New findings show Antarctica’s landscape was made by running rivers, not tons of glaciers
- Country:
- United Kingdom
A new surprising finding has popped up related to Antarctica and its mountainous landscape. A team of Scottish scientists recently made an extraordinary discovery that Antarctica landscape was not formed by carved of glaciers or billions of tons of icy glaciers that was previously considered. The scientists have claimed that the present icy landscape was formed by running rivers during the period before the entire continent was covered under ice.
Researchers from the University of Edinburgh working jointly with Durham University’s researchers revealed that the South Pole continent’s mountains and valleys, majorly buried under ice up to 4 km thick, were formed millions of years ago, after the landscape of Antarctica got detached from that of Australia, Africa and India. They claim that before the separation, it was inundated by an ice sheet.
The newly founded facts of how the landscape of Antarctica evolved might have implications for the ongoing research on climate change and how the ice sheet responds to continuous global warming. The landscape underneath the Antarctic ice sheet was studied and compared to the landscapes of the southern continents to get an idea of how Antarctica’s landscape would have looked before it was buried under ice.
According to Phy.org, the researchers’ study shows West Antarctica shares a similar landscape and also earlier evolved in a similar way to other regions including Madagascar, Africa and Australia.

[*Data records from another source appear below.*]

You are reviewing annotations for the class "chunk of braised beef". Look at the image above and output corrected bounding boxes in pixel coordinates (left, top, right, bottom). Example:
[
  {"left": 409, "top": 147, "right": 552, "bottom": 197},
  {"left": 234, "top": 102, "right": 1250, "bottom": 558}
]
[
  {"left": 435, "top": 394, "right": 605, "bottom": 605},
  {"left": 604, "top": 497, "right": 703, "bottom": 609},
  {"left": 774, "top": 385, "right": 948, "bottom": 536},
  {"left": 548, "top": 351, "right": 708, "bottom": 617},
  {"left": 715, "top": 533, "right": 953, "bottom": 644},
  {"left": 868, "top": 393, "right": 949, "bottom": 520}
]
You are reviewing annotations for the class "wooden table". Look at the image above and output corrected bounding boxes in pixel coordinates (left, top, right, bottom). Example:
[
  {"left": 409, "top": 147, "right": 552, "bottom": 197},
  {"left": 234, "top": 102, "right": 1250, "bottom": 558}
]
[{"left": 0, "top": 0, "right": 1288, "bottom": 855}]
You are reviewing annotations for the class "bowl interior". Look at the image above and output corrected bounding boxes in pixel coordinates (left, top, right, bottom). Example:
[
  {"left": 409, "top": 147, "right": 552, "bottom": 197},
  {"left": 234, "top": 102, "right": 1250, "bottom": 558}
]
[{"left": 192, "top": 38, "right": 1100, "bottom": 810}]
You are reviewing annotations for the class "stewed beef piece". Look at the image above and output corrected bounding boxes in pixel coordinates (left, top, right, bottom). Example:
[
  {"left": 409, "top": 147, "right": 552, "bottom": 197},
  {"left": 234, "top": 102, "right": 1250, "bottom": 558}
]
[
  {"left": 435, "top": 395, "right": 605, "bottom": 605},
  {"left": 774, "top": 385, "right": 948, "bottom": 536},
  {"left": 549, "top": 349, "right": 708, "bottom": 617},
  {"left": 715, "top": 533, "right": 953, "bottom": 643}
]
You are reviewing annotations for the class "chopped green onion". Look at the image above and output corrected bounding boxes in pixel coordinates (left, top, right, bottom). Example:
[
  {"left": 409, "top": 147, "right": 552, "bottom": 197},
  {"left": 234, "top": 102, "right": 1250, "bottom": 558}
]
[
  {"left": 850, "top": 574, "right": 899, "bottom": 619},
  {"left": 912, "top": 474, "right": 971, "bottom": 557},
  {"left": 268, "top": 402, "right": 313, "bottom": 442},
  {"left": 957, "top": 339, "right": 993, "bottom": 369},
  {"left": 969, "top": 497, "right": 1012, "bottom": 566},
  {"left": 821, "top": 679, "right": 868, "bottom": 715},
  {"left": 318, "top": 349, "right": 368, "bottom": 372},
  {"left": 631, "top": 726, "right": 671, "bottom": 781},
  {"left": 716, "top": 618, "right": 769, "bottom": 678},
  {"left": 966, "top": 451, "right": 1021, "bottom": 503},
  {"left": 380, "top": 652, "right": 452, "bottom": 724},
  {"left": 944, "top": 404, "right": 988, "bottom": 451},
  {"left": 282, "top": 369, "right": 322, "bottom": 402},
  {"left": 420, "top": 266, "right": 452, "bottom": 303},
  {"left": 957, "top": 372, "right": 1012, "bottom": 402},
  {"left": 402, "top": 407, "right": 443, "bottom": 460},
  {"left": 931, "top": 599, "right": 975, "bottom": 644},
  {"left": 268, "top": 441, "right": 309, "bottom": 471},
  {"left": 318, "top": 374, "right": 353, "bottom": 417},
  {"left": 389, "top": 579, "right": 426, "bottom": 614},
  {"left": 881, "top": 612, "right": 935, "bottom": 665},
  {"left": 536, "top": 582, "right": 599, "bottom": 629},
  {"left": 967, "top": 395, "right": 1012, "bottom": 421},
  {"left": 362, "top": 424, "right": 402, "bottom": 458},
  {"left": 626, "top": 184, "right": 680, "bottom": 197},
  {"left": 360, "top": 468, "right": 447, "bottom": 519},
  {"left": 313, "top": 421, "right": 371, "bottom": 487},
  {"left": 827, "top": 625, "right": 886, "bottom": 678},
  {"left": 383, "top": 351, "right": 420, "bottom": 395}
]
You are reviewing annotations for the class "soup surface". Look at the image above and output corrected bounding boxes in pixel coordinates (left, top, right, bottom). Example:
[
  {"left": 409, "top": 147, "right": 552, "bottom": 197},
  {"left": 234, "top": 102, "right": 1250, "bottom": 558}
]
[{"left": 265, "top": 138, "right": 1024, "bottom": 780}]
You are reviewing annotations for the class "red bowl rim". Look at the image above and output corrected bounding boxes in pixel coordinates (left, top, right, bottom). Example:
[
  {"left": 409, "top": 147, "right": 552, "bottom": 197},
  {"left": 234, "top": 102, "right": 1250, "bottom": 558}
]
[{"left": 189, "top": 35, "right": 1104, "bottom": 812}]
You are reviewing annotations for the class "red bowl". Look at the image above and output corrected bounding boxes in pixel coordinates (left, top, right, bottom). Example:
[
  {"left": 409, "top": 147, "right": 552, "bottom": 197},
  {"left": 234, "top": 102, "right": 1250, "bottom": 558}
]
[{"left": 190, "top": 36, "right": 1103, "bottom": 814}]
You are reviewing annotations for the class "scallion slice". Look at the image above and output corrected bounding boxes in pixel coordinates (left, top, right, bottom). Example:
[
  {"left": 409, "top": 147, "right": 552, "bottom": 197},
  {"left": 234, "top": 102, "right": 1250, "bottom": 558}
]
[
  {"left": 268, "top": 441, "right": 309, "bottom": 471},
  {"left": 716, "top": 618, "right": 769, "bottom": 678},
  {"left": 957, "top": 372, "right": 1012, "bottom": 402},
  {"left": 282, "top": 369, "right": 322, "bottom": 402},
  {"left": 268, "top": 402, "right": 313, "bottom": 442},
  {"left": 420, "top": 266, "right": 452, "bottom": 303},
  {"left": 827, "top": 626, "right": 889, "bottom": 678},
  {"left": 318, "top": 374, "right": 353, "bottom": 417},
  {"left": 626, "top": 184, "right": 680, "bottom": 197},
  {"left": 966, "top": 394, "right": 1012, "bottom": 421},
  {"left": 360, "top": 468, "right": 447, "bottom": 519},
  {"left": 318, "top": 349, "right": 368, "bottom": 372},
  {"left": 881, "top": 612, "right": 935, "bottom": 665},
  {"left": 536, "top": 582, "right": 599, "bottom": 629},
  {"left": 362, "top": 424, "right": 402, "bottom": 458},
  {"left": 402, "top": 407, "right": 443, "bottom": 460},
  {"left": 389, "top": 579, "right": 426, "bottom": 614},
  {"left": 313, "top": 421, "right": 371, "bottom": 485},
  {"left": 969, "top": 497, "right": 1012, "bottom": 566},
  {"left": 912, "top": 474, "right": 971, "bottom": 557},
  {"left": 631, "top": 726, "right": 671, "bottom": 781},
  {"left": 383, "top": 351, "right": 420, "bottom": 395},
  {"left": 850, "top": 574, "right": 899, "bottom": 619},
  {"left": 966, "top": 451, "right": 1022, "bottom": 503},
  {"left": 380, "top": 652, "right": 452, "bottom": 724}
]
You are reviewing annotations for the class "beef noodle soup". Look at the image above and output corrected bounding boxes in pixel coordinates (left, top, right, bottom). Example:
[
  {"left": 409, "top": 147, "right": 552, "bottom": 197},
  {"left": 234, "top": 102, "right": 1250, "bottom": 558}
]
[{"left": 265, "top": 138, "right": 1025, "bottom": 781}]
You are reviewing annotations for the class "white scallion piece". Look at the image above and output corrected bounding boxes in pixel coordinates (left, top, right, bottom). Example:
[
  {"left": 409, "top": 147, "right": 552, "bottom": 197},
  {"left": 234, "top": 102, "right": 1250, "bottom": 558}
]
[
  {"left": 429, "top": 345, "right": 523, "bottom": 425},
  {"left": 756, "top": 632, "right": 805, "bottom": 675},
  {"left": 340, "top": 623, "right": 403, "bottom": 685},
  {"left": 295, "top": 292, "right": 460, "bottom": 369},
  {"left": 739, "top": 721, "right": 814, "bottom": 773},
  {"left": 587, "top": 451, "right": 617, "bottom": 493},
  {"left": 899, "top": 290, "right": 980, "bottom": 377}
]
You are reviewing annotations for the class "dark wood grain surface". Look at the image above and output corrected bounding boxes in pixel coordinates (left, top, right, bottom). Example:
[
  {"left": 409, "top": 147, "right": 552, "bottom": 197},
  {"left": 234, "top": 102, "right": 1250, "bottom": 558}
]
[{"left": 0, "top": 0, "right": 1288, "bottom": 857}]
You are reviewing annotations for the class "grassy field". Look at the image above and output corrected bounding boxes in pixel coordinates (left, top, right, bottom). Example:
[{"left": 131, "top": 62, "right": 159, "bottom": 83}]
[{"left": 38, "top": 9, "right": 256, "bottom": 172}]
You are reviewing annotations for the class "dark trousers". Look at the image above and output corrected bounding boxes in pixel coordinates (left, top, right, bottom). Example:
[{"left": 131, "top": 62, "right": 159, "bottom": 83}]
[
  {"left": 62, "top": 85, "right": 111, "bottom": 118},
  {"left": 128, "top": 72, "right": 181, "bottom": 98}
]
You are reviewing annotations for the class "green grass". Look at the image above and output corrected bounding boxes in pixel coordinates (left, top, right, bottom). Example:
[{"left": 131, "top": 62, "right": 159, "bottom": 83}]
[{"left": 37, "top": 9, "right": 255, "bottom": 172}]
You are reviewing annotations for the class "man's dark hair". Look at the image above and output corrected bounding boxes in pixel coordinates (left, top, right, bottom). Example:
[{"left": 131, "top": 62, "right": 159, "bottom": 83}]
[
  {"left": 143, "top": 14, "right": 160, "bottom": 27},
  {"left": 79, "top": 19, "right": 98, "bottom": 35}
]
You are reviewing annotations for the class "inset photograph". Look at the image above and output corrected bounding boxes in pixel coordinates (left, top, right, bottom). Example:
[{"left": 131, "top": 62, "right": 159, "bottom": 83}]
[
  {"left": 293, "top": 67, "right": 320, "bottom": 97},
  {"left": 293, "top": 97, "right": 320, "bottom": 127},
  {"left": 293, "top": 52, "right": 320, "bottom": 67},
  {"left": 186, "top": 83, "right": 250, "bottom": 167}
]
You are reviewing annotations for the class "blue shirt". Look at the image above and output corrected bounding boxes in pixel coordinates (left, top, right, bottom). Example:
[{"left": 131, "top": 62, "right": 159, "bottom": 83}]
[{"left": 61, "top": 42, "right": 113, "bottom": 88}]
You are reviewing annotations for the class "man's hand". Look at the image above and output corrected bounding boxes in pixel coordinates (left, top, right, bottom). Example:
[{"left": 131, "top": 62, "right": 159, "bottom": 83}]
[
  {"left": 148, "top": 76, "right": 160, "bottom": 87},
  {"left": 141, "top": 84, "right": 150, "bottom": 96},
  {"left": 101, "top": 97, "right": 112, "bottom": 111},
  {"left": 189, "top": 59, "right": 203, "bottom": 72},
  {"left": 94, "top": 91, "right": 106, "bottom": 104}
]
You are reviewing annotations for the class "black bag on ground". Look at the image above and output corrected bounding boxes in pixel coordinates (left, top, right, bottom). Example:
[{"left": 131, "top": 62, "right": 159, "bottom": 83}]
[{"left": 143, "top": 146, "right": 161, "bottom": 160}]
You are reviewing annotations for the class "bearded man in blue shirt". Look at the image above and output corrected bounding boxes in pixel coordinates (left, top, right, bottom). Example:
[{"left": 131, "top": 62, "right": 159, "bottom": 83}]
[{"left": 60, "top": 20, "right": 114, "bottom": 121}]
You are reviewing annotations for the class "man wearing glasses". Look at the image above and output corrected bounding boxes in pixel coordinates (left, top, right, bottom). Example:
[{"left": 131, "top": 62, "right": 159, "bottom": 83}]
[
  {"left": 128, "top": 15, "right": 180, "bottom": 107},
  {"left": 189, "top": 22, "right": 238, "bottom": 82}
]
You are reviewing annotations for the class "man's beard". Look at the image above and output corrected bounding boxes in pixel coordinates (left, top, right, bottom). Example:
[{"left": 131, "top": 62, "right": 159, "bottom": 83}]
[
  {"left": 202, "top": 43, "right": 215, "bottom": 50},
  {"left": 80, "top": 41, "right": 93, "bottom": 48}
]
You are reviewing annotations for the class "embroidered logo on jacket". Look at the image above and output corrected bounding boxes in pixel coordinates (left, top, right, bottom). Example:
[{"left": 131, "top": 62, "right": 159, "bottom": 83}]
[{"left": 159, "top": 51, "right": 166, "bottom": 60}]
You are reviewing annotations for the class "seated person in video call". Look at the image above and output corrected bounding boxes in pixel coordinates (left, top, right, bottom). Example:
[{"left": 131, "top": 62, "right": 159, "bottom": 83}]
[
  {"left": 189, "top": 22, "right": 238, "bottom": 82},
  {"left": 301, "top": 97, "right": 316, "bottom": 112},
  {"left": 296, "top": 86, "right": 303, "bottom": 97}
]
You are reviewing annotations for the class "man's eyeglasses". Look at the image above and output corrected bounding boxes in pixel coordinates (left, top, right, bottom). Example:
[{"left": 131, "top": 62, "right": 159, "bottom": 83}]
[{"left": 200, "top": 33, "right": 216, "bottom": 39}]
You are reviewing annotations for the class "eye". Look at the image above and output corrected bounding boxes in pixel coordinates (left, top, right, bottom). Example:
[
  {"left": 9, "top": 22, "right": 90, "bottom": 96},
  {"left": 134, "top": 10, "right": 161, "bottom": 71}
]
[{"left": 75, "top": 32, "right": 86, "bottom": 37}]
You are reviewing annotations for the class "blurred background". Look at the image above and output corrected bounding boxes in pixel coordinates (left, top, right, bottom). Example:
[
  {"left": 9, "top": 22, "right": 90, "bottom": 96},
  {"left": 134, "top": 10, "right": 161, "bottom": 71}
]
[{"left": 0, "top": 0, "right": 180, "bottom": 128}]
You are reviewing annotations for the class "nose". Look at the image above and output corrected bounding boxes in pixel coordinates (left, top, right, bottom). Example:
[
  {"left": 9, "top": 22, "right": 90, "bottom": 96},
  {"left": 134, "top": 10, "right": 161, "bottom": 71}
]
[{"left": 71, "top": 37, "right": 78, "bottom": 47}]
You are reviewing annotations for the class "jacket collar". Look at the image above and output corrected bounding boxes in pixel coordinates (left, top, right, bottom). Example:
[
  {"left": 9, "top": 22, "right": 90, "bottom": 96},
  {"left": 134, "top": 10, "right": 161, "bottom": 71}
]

To back the descriptions, they further added that the characteristics of such as river valleys, plains, mountain escarpments and basins are the same.
“It is remarkable to stand on the slopes of a mountain in South Africa and realize that their exact equivalents lie preserved in ice in Antarctica,” David Sugden, a professor from the University of Edinburgh's School of Geosciences opined.
Antarctica was formed from the splitting of ancient supercontinent, Gondwana (aka Gondwanaland – a supercontinent that existed from the Neoproterozoic until the Carboniferous). The process of shaping the lands of the southern hemisphere commenced around 160 to 180 million years ago whereas the formation of the ice sheet on Antarctica started later around 34 million years ago.